10 tips for publishing Open Data
In this post I give my top 10 tips for publishing Open Data datasets to make them understandable and reuseable for others researchers.
How should I publish my data? What file formats should I use? What information should I include in the readme file? How do I share complex information that won't fit into my tables?
These are all questions faced by anyone thinking of publishing an Open Data dataset. There is no single right answer or solution to this, as all datasets differ in their size, measurements, variables and purpose. However there are perhaps some overriding principles in creating and publishing Open Data, including:
- We want other people to be able to easily understand and reuse the data in their own research.
- We need to include sufficient information in the dataset to enable others to reuse the data with confidence, including information such as how the data was collected and what the measurements represent.
- We should make the data itself available in easy-to-access file formats and structures, so that others can easily incorporate it into their own analyses. In particular, we should make it easy for analysis using programming scripts to be able to access the data.
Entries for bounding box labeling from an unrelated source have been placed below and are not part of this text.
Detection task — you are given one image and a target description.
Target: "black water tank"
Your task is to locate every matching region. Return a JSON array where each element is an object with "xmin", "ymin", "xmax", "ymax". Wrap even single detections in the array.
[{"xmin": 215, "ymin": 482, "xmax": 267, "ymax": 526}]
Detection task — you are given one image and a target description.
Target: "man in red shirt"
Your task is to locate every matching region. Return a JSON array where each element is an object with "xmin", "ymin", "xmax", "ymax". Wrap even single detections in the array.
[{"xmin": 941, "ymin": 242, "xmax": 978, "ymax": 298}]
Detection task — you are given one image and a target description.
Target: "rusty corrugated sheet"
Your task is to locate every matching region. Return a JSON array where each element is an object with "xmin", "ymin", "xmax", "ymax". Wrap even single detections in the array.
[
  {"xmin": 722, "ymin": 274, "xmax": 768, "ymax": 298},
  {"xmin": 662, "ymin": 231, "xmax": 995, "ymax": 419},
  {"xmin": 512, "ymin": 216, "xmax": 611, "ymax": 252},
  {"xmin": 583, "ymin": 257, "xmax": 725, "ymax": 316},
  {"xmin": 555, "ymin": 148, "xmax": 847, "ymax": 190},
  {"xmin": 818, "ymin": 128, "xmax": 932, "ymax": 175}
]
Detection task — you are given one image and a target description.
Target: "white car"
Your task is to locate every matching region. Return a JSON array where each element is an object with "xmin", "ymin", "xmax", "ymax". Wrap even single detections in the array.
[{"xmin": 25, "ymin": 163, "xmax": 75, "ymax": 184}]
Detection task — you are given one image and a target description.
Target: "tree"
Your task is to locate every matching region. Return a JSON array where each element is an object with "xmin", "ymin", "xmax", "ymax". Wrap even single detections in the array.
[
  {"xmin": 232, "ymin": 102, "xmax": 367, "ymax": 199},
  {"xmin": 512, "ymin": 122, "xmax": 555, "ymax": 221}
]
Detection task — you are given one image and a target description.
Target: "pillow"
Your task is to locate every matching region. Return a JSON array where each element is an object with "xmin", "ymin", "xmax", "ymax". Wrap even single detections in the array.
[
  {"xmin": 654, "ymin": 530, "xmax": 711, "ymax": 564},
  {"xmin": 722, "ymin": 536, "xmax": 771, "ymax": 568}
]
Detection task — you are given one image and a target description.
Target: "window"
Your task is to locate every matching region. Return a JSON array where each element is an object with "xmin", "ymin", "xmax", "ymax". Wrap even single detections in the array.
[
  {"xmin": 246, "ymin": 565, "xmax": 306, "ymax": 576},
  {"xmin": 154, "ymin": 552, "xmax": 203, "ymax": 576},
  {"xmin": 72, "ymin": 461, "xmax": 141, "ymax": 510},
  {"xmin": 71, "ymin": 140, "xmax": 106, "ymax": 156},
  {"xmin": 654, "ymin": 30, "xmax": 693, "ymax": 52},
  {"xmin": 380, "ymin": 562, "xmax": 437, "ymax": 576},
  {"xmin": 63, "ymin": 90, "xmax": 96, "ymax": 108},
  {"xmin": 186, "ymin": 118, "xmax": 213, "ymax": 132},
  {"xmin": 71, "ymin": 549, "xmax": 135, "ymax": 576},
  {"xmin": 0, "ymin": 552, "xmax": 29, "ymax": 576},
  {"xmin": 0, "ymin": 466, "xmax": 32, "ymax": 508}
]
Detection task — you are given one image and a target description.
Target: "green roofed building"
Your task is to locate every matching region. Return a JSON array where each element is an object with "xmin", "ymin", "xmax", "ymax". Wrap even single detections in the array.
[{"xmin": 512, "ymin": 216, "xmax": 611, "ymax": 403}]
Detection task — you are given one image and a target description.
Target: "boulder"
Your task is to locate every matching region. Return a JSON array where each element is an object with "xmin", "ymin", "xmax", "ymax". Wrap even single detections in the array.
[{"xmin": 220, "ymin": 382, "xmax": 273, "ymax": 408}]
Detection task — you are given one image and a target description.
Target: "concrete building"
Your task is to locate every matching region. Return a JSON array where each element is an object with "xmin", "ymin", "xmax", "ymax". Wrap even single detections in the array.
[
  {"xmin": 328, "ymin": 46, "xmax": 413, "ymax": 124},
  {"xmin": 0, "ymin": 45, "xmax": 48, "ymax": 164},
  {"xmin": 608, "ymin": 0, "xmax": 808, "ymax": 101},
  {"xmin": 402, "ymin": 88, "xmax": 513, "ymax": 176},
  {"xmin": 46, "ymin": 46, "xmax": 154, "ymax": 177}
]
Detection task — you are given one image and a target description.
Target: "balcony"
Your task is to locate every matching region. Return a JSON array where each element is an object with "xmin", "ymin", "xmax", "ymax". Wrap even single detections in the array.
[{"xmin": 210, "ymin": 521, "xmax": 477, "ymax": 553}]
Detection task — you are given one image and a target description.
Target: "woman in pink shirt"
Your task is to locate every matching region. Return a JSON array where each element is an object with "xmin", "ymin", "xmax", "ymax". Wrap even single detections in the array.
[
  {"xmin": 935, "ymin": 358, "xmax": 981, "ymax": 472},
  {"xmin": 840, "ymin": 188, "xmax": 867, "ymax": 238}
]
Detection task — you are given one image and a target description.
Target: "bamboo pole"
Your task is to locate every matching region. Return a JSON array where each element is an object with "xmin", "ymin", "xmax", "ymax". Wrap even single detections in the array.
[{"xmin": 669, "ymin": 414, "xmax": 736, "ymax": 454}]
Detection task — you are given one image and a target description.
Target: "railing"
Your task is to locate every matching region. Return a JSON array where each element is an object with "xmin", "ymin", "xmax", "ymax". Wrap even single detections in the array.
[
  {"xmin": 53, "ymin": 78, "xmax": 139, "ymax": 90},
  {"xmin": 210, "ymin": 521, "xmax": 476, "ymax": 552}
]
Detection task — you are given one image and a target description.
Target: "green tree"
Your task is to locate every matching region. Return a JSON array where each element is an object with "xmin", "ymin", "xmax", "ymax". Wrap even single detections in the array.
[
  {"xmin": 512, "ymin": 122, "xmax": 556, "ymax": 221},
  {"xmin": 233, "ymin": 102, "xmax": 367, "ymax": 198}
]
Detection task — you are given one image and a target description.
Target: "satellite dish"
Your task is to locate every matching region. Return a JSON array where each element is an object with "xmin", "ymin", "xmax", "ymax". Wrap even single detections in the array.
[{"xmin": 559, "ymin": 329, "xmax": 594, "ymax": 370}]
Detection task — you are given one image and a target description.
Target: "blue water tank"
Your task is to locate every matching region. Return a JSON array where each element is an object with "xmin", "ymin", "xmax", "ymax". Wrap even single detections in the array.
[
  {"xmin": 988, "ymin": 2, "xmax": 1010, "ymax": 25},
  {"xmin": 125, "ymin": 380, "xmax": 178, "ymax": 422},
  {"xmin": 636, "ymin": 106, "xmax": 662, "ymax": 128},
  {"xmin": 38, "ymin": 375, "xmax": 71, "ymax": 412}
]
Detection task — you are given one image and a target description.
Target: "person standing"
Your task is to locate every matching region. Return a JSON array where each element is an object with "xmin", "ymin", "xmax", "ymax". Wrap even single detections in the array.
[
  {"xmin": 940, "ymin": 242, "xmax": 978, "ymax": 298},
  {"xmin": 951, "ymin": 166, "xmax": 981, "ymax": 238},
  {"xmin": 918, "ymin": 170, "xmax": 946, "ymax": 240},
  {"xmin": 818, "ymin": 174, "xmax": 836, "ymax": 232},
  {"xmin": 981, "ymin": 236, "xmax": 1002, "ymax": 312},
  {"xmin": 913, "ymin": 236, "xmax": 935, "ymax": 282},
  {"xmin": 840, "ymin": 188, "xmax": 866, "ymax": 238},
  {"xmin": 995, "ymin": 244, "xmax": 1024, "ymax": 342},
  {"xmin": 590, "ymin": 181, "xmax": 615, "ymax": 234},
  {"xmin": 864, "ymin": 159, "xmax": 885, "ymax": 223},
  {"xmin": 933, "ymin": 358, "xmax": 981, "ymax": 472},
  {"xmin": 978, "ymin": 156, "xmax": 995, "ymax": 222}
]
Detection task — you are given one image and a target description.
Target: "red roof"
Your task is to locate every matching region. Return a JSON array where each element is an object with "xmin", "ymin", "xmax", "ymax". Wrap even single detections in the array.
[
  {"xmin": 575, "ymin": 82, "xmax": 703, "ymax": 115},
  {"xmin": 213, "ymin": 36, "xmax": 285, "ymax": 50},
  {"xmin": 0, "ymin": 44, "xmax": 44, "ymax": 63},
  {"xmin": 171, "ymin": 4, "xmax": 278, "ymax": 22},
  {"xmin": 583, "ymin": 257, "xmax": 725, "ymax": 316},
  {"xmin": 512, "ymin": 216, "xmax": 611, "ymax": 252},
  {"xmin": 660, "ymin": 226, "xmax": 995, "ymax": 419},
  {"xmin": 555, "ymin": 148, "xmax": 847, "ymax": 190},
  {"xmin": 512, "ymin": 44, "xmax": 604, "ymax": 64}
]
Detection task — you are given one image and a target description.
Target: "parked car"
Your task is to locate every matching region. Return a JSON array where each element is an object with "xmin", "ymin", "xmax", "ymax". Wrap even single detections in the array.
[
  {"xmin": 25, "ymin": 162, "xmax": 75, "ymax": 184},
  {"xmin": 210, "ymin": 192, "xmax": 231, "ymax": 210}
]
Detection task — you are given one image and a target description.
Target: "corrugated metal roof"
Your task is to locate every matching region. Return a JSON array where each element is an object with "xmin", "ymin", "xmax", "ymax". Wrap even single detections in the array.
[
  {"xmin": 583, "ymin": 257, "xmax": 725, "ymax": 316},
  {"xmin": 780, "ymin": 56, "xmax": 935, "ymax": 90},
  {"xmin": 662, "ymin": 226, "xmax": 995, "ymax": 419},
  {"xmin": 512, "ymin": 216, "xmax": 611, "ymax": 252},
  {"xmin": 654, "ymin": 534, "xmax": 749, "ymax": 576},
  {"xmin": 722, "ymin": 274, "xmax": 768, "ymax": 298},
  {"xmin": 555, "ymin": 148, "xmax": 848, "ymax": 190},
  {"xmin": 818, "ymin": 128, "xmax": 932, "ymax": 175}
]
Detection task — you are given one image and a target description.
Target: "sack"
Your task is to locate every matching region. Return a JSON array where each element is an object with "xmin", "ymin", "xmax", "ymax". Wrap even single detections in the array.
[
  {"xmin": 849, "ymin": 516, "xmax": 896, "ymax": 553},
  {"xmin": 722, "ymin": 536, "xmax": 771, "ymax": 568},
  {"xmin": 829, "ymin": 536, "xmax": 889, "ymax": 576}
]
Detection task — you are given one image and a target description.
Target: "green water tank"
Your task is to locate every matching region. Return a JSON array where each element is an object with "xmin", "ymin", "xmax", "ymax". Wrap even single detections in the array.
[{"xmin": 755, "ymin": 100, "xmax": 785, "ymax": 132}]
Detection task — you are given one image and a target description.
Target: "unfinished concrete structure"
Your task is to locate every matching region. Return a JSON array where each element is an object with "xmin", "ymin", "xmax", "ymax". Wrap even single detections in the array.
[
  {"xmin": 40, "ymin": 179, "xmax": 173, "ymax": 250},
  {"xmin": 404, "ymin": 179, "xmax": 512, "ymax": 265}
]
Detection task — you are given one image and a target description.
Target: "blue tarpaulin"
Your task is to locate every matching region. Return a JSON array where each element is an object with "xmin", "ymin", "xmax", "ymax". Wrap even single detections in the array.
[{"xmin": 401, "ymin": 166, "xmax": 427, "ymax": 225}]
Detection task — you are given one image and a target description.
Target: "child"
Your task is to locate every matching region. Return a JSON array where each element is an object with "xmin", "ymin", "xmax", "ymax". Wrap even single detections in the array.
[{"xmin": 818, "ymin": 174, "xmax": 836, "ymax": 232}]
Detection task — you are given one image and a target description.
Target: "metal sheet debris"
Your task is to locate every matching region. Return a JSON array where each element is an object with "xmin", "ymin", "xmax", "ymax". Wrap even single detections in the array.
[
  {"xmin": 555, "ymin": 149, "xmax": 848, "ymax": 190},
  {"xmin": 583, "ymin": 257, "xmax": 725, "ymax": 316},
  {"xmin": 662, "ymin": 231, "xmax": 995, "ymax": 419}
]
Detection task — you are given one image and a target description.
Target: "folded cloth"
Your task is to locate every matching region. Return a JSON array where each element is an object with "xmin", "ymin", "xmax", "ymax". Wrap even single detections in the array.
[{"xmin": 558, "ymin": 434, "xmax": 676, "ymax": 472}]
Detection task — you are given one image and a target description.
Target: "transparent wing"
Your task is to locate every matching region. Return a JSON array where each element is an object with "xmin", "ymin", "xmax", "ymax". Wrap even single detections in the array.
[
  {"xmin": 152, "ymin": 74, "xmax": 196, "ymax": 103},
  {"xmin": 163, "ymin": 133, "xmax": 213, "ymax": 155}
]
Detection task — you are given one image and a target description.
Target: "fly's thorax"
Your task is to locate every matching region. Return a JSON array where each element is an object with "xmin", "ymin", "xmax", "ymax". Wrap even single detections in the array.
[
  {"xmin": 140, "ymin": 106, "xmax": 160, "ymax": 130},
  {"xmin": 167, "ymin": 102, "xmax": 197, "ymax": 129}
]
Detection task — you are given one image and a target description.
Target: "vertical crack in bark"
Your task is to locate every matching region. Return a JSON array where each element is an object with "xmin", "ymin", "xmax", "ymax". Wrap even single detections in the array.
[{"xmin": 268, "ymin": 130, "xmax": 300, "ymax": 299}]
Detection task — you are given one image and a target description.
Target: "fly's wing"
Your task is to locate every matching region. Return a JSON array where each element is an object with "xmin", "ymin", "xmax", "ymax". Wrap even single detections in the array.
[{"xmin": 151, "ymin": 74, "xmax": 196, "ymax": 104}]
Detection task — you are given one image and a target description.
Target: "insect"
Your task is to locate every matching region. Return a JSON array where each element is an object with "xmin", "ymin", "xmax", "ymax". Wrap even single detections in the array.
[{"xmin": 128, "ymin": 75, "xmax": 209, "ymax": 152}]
With these high-level principles in mind, here are my top 10 tips on publishing Open Data:
1. Don't use Excel
Excel is great tool for prototyping simple models and doing calculations on small amounts off data. It is my go-to tool when I have a new analysis thought which I quickly want to try out or for small data analysis tasks.
However as a method of sharing data with others it is not really suitable. Firstly it is a commercial tool and uses a proprietary file format; this limits access to the data as not everyone will have access to the Excel software. Secondly the data stored in an Excel file is difficult to access; if the analysis is being done with a programming script then this will take additional effort and time.
Instead, I would recommend using a CSV file to store the data. The CSV file format is text-based, so any computer will be able to open it, and it is easy to use programming scripts to work with csv files.
2. Don't use Word
Word is also not suitable for sharing data. Like Excel it uses proprietary file formats that not everyon will have access to. And more importantly any data stored in Word will be very difficult to extract using programmming scripts.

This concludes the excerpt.